Letter to the Editor

Lately there has been much talk of the word “feminism.” Beyoncé and Emma Watson have been celebrated (for the most part) for “coming out” as feminists, while a smattering of male celebrities from Louis C. K. to Prince Harry have jumped aboard the f-train. And yet for all the celebrity endorsement, it is clear that for many people today—including many or most young women—the term itself has a negative resonance. One frequently hears: “I’m not a feminist, but I believe in equal rights/gender equality …” An admittedly extreme but nonetheless representative example of this is the recent Tumblr “Women Against Feminism” phenomenon. In addition to mouthing all the familiar anti-feminist stereotypes (“bitches,” “misandrists,” etc.) many of the young women involved echo this familiar anti-feminist refrain with a twist: “We are not feminists because we believe that women should be able to say and do what they like!” Some well-intentioned folks respond to this sort of statement by saying: “Aha! You are feminists, since that’s exactly what feminism stands for!”

I, however, beg to differ. To say you believe in gender equality or equal rights or women’s free choice does not make you a feminist. It makes you a “liberal” (in the classical sense of the term), an egalitarian, perhaps a humanist.
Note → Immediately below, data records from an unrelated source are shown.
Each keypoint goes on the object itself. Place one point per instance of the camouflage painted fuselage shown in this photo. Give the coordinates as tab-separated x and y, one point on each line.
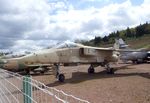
64	56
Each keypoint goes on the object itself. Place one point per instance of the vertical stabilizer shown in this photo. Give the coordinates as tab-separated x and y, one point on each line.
120	44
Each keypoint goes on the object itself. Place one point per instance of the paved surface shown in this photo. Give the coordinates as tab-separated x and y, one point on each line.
129	84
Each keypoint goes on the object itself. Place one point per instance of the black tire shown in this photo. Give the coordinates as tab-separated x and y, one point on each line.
91	70
111	71
42	72
27	71
61	77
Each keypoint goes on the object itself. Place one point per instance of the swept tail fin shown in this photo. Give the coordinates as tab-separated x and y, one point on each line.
120	44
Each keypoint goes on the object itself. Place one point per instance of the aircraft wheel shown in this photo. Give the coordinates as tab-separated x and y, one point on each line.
91	70
42	72
27	71
61	77
111	71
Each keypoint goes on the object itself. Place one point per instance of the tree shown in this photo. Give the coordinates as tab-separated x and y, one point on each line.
128	33
97	40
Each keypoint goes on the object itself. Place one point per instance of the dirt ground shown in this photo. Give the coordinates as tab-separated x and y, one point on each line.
129	84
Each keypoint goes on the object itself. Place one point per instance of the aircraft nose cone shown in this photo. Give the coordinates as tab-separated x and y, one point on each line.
2	62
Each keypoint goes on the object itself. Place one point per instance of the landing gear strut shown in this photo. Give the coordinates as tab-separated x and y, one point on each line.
59	76
108	69
91	69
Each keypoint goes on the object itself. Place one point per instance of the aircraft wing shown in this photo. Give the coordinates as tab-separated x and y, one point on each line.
39	65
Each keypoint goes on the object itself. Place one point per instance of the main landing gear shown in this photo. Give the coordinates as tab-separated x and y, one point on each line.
109	70
59	76
91	69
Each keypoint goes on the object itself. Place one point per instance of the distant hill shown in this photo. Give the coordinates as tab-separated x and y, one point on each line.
137	37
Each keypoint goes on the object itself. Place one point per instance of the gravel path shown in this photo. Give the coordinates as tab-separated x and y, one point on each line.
129	84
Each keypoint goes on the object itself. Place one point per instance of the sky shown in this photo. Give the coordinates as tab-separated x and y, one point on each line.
35	24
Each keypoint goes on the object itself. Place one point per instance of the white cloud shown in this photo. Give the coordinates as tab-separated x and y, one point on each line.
35	23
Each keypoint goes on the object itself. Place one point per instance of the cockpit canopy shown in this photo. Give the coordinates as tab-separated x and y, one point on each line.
67	44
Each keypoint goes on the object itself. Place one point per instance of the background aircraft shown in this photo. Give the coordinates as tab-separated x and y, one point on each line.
136	56
65	54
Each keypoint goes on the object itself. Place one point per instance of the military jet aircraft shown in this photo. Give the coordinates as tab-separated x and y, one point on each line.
128	54
65	54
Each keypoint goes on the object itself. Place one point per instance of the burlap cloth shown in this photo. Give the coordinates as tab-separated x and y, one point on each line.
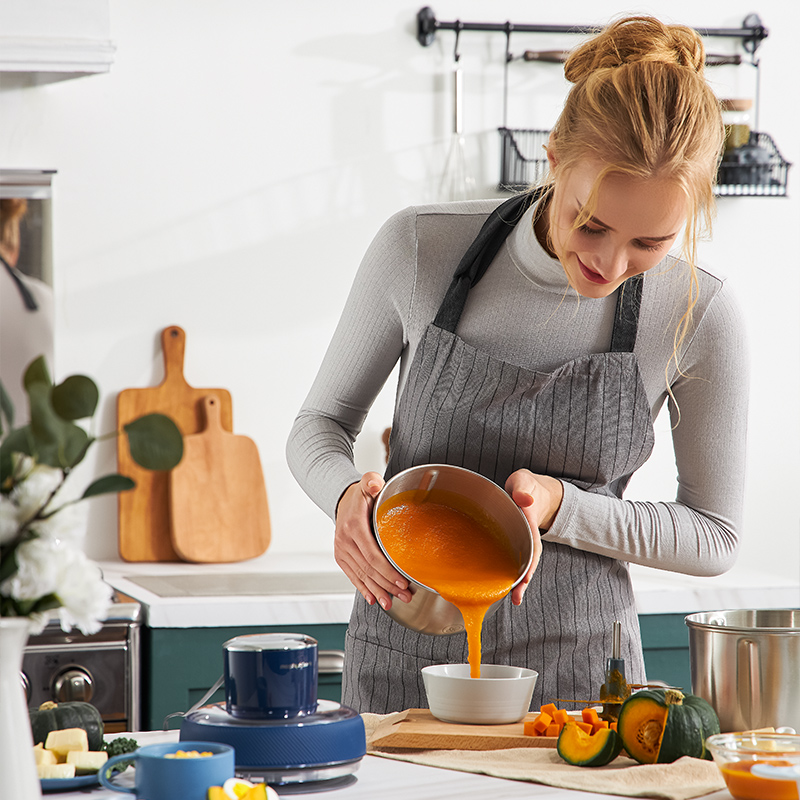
682	780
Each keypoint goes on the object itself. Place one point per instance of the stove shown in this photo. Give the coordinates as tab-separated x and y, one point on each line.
102	669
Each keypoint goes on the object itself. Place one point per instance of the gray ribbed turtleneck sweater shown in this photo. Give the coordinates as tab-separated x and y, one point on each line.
524	312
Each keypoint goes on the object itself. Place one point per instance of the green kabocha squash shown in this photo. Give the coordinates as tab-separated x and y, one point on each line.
659	726
582	749
59	716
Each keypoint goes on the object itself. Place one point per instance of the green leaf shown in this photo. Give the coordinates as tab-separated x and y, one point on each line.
17	441
75	398
56	442
37	372
109	484
155	442
6	408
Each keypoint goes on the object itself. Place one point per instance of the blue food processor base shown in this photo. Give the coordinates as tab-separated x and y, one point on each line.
317	748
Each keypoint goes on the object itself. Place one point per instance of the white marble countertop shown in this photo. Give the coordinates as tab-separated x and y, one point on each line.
398	780
309	588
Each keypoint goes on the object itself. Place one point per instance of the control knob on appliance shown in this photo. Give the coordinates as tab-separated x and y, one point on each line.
74	683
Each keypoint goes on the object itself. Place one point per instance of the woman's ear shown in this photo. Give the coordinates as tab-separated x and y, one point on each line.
550	149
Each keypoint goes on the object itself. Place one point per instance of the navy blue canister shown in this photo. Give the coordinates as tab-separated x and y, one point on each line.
270	675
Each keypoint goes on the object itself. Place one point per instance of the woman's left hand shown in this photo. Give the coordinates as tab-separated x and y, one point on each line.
539	497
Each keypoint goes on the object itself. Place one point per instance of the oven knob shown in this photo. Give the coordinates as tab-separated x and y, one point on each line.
72	684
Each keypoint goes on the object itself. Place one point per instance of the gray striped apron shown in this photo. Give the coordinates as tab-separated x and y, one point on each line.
588	423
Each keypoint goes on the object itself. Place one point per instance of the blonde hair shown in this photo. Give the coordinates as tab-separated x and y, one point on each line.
641	106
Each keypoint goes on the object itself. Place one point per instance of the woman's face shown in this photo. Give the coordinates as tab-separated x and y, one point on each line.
635	223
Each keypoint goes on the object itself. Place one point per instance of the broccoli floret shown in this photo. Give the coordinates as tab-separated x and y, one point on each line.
118	746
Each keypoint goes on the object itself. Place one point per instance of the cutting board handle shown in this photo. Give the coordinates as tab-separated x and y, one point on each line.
213	411
173	343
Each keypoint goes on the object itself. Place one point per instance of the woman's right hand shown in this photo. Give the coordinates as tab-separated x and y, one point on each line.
356	550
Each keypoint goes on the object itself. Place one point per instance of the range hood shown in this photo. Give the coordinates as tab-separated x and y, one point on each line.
42	41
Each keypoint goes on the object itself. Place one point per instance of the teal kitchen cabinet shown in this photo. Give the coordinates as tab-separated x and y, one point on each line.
665	641
181	664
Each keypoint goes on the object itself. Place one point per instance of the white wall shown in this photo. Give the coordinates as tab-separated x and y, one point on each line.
230	170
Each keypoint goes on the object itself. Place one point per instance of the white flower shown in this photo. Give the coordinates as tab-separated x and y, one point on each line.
38	482
8	520
37	570
53	566
84	594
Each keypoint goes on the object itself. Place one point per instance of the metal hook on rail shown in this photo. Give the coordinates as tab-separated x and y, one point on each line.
458	28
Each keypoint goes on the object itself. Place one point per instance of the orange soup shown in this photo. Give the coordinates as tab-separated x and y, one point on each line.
743	785
448	543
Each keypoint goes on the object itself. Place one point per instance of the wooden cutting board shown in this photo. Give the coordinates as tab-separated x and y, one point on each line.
218	500
418	729
144	511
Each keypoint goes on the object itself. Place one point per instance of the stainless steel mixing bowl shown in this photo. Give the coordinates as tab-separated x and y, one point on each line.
428	612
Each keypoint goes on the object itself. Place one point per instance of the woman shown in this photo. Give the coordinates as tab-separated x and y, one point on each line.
537	341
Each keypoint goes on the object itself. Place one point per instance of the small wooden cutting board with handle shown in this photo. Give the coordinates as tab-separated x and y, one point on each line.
418	729
144	511
218	499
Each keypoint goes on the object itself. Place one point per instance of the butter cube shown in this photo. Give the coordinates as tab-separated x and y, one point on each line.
65	741
87	763
42	756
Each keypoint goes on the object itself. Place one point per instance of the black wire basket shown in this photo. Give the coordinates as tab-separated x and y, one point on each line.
522	158
754	169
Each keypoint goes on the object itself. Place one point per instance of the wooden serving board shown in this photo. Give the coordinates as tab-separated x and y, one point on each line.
218	500
418	729
144	511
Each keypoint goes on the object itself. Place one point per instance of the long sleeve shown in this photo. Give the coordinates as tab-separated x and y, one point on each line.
697	533
366	345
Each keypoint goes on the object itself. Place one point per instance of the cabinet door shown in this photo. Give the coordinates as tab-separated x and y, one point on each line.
179	665
665	641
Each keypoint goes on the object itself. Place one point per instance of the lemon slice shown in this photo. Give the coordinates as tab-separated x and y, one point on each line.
236	788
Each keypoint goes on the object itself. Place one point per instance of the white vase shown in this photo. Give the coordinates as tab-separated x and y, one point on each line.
18	778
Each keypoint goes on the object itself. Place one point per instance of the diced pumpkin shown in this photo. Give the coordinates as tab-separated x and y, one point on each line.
561	717
589	715
659	726
583	749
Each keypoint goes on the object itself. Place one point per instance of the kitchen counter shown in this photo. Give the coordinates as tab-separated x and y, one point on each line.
398	780
309	588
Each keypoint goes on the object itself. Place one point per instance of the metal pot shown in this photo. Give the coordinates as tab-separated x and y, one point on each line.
746	663
428	612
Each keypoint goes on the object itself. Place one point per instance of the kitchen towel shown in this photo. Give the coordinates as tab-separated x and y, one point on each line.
682	780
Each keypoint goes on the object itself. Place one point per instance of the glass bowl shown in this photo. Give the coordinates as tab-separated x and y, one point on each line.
736	754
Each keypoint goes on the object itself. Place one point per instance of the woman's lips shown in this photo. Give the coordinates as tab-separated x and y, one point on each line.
591	275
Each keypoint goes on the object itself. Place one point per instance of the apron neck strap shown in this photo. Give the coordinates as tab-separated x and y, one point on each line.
626	318
480	255
485	247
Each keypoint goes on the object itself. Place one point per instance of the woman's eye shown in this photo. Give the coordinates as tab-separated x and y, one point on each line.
650	248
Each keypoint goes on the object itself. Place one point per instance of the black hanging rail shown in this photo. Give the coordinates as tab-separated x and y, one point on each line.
752	32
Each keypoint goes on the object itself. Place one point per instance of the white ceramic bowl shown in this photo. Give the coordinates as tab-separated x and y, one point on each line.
501	695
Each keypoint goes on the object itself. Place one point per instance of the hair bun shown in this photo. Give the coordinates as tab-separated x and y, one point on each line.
637	39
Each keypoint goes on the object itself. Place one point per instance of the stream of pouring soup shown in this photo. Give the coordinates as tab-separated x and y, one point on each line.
450	544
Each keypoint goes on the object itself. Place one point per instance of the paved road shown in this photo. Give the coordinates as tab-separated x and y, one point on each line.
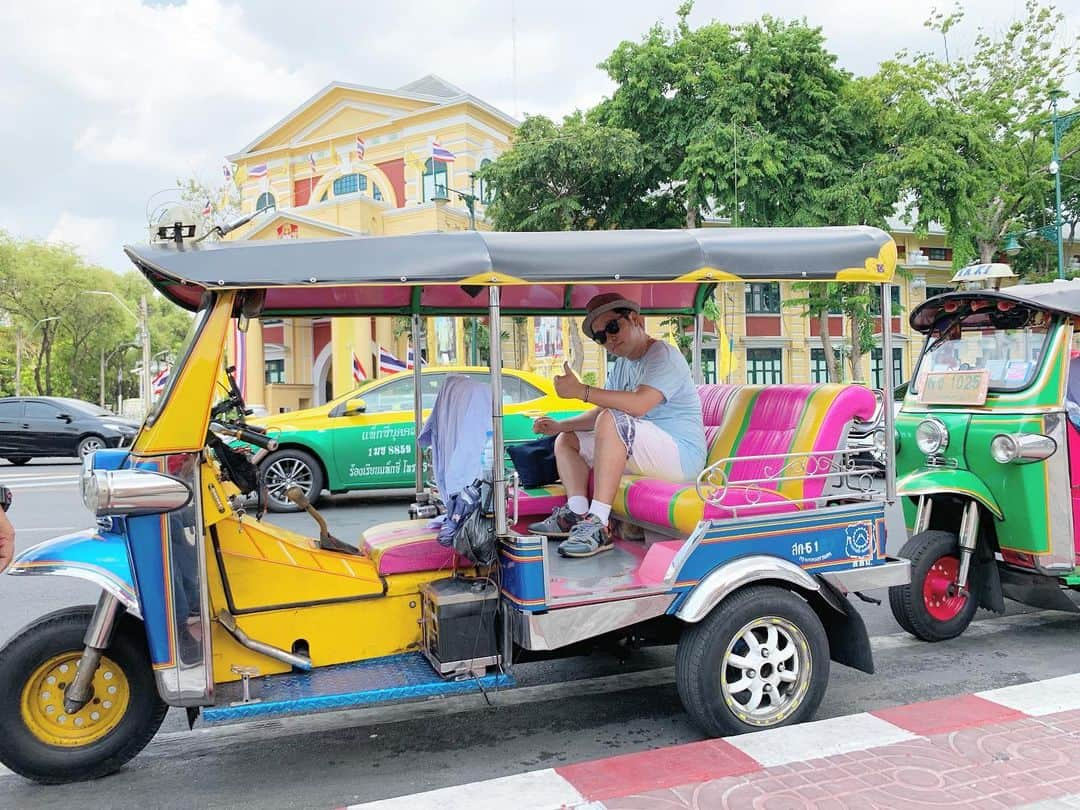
608	706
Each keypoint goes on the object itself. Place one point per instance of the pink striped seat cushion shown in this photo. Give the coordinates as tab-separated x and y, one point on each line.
406	547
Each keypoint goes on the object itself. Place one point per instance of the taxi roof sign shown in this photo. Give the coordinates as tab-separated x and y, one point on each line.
982	272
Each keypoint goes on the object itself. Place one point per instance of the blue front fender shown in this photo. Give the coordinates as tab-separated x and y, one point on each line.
97	556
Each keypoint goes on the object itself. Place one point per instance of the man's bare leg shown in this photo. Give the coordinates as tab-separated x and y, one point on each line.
572	469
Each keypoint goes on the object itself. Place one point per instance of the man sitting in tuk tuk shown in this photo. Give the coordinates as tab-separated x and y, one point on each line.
647	422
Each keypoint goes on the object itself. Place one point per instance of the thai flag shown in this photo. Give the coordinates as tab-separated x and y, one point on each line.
159	381
359	375
441	153
388	363
410	359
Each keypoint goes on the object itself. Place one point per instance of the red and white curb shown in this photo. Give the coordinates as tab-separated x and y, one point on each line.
585	785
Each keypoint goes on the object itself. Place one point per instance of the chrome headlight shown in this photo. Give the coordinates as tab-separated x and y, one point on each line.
1022	447
133	493
931	436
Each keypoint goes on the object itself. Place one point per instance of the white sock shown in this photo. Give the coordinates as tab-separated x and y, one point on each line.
601	510
578	503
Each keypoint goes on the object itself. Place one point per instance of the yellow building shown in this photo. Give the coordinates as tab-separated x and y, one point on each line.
362	161
359	161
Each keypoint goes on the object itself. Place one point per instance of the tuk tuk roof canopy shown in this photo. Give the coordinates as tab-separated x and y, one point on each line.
667	271
1060	297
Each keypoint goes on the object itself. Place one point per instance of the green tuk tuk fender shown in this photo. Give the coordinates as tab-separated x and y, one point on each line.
959	482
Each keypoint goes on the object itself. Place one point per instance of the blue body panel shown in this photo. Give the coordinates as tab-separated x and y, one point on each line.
834	539
386	679
99	556
522	575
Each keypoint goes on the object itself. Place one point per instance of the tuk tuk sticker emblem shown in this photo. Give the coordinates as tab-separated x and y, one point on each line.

But to me, feminism has always been more than simply a commitment to the liberal, humanist ideal. Like Buddhism, anarchism, and environmentalism at their best, the “f-word” is and must remain a challenge and a provocation. The liberal perspective puts all value in individual “choice” and “rights” without considering either structural, systemic issues (what Buddhists call the inescapable interdependence of being) or, frankly, the “moral responsibility” that we owe to those around us. Feminism—at least my feminism—is a call to a radical transformation in the way we view and act with others and the world. In short, the women posting selfies on the “Women Against Feminism” website are quite right: they are not feminists, because they are patently not interested in anything other than their individual “rights.” I say let them be.

I also want to reiterate a point that has been made recently by others, including Emma Watson in her speech to the UN and Walter DeKeseredy in a recent talk here at Bucknell. The issue addressed by feminism are not solely women’s issues. Sexual assault, for instance, is arguably a men’s issue, because men are almost always the perpetrators (even when men are the victims). To me, as a male feminist (or “pro-feminist,” as some would prefer) of long standing, it seems obvious—but still bears repeating—that the problems that emerge from sometimes subtle but deeply-entrenched misogyny in contemporary U.S. society will not change until men change. And it is more than simply men saying to men: “Don’t hit women.” Rather, our cultural constructions of masculinity are in need of serious review. Boys and young men grow up with a shockingly limited set of “choices” as to what makes them “men”—it may be that there is no real “choice” at all. You either are a “man” or you are not (and of course being “not” comes with serious consequences). And sadly, American masculinity is often intrinsically bound up with misogyny. Guys, we need to talk about this.

On the one hand, as a progressive feminist, I want to insist on the structural changes that need to take place, in concert with any and all cognitive or behavioral ones. And yet, like DeKeseredy, I also recognize the problem of focusing solely on regulatory and retributive structures and top-down programming while ignoring informal and grassroots methods to generate conversation and community. At Bucknell, a good number of female students have become engaged in “campus climate” (another euphemism!) issues. Very few male students have done so, for reasons that are not hard to fathom. And yet, until (young) men talk with other (young) men about these issues, and our confined and distorted visions of masculinity in particular, nothing is going to change, in spite of all the institutional programs and structures we create and all the (important!) conversations are taking place among women. I would like to take this opportunity to call for young men on this campus to rise up and stand for women—and for themselves. Man, where is your part? But the women are coming up blessed be God and a few of the men are coming up with them. A woman? No. But ain’t I a feminist? Yes. Yes, I am.